Fig. 5. Proposed Mechanism of SARS-CoV-2 M^pro Cysteine Protease Inhibition by nitroalkene compounds.

The mechanism has three steps: entry of the inhibitor into the active site, then addition of the cysteine thiolate, and finally protonation of the nitronate.

Fig. 6. Structures of the states. Detail of the M06-2X/6-31 + G(d,p)/MM optimized structures of the states located along the inhibition reaction of M^pro by FGA146 (top panels) and FGA147 (bottom panels).

Carbon atoms of the inhibitor are shown in yellow, and those of the catalytic residues C145 and H41 are shown in cyan. Key distances are in Å.

Fig. 7. Effect of the inhibitors on the thermal stability of M^pro.

a Thermal stability of M^pro in the presence of FGA146 using circular dichroism. b Thermal stability of M^pro in the presence of FGA147 using circular dichroism. The T_m value of M^pro in the absence of inhibitors (black squares) was 49.2 °C, while in the presence of 25 (blue circles) and 100 μM (green triangles) of FGA146, the values decreased to 45.0 and 42.8 °C, respectively. In the case of FGA147, these values decreased to 46.2 and 45.0 °C, respectively. c Change of the T_m in the presence of the inhibitors. FGA86 shows a slight increase in stability at the lower concentration (25 μM) and a decrease in stability at the higher concentration (100 μM). There is no significant change in stability in the presence of FGA177; while in the presence of FGA145, FGA146 and FGA147 shows a significant decrease in stability, suggesting that they could bind covalently to the protein. The presence of FGA159 increased the stability of the protein. The error bars represent the fitting error of the denaturation data.
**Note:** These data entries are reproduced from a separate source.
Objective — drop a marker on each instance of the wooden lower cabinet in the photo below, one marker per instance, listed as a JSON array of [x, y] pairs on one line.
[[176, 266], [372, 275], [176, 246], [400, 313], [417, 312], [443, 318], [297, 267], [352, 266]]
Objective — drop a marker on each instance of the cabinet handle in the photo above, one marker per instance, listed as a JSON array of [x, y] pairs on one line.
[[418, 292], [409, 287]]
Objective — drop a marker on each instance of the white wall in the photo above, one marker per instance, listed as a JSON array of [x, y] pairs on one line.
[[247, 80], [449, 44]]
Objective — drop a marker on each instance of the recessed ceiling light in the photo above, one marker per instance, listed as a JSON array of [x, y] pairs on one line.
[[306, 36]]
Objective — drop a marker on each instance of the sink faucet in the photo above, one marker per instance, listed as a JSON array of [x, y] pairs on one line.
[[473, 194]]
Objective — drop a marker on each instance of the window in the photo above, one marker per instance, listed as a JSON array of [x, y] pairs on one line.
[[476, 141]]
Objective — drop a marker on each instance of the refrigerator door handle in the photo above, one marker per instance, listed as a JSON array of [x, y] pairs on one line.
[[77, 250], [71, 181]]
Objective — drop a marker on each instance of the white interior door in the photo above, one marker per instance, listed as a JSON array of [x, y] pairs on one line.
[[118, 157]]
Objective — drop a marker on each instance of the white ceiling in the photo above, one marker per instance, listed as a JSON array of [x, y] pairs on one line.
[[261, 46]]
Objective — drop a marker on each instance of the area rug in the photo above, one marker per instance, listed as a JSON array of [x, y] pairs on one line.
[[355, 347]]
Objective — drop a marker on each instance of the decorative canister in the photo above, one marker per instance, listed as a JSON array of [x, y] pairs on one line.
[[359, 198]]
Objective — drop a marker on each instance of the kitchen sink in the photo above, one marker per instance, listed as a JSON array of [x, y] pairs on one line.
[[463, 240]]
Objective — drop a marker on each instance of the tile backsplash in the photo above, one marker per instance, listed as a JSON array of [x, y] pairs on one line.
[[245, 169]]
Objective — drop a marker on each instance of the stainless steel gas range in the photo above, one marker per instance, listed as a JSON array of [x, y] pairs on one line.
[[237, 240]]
Fig. 8. Binding of inhibitors to M^pro.

a Binding isotherm of FGA145 (black squares) and FGA146 (blue circles and green triangles) to M^pro. The concentration of FGA145 was measured by absorption, and that of FGA146 was measured by absorption (blue circles) and fluorescence (green triangles). All data are mean values ± standard deviation of two technical replicates. b ITC binding profile of FGA147 to M^pro.

Fig. 9. Reversibility of the binding of the inhibitor FGA146 to M^pro.

In black a DMSO control with no inhibitor added is shown, in green Nirmatrelvir as a reversible control and in blue the compound FGA146. All samples were measured as triplicates. Due to substrate depletion over time only the first 1000 s are shown.

Fig. 10. Chemical structure of LM188 and Nirmatrelvir.

Both were used as controls in the reversibility experiments: inhibitor LM188 was used as an irreversible inhibitor and Nirmatrelvir as a reversible inhibitor.